With that protection concept I liked the fact that everything was passive and didnt require a bunch of rf switching.

I never protected my 1296 receive equipment until I adopted the simultaneous keying concept. Never had a problem. Maybe I was lucky but the 1296 antenna was located further away fron the high powered 50, 144 and 222 antennas.

The best approach is to key all bands simultaneously but drive only the one you want to use. I found that idle current for most amps is low until they are driven.

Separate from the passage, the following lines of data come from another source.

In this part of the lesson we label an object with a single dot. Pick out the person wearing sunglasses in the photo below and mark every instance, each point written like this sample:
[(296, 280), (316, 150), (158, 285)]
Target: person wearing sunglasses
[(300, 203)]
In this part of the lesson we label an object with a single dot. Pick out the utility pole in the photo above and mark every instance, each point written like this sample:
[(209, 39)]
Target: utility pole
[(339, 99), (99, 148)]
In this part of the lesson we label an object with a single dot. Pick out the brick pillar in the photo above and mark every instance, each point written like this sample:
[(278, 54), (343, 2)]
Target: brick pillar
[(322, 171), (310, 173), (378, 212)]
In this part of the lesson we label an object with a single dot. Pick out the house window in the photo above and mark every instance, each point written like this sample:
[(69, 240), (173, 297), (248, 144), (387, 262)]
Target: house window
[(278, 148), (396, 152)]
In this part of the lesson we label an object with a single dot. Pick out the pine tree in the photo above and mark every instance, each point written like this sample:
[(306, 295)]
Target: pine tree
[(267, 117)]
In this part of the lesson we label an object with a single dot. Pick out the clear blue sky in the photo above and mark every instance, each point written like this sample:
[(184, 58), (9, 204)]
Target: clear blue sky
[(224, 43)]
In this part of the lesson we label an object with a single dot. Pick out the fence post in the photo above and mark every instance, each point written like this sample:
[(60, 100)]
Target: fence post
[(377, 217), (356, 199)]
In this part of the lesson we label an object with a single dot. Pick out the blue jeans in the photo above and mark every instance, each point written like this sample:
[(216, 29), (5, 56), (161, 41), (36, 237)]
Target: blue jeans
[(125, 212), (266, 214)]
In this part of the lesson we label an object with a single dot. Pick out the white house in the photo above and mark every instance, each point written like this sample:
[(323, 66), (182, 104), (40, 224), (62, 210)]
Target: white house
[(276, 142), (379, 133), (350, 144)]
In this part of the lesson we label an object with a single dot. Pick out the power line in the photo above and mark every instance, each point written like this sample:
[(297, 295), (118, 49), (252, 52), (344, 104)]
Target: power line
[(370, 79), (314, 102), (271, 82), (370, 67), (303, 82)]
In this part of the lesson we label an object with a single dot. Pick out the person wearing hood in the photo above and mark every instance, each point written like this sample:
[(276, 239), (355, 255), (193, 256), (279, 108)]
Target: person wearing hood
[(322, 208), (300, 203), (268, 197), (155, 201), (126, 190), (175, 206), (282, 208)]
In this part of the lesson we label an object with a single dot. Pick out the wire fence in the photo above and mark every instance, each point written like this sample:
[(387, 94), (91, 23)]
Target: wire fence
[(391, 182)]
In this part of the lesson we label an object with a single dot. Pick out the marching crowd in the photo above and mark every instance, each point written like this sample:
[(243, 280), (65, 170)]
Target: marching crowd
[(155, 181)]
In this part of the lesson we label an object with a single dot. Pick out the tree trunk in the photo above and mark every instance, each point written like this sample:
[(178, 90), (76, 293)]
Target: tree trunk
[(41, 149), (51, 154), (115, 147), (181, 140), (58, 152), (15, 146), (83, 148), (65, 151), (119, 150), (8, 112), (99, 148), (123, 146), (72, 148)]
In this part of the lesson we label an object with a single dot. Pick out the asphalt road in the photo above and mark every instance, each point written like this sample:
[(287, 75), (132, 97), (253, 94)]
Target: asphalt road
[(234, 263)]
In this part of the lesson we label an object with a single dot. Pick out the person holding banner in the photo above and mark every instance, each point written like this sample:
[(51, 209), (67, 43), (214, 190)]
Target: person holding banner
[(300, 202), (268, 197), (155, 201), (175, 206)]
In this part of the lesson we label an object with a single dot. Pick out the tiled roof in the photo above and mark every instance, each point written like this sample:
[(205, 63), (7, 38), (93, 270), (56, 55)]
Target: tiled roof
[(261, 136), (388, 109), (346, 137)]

That practice isolates sensitive receive front ends especially if there’s a sequencer on the transmit band, that adds a delay to transmit energy.

I don’t know how you’ll implement that with your new IC-9700. If you have an amp on each of your outputs it’s easy.

GL es 73 Bill W7QQ 


On Jun 1, 2019, at 9:38 PM, Scott K5TA <k5ta@...> wrote:


I have a brand-new IC-9700 that I’m itching to try out in the ARRL contest next weekend.  That rig has 3 separate antenna connections, one for each of its bands (144-432-1296).  I have all the antennas ready to go, and am planning a “rover simulator” operation on my own property — i.e. a mast with the yagis, planted in the ground, and a vehicle pulled up next to it with the radio(s).

I have looked at numerous pictures of rover setups, and it seems that most, if not all, have short masts with antennas spaced 1-3 feet apart.  I plan to emulate that design, but since the '9700 has 3 separate antenna ports, and only one transmits at a time, I started to be concerned about frying the front-ends of the non-TX bands.  I posted a question about this on the IC-9700 io group, and received loads of responses, ranging from “no problem except for KW power levels” to “you absolutely need all sorts of relays, sequencers, triplexers, filters, or whatever.”  As has happened many times before, my experience with these fora has been less than satisfying.

I know there are extremely experienced rovers and contesters on this list, and I wonder what your ideas are.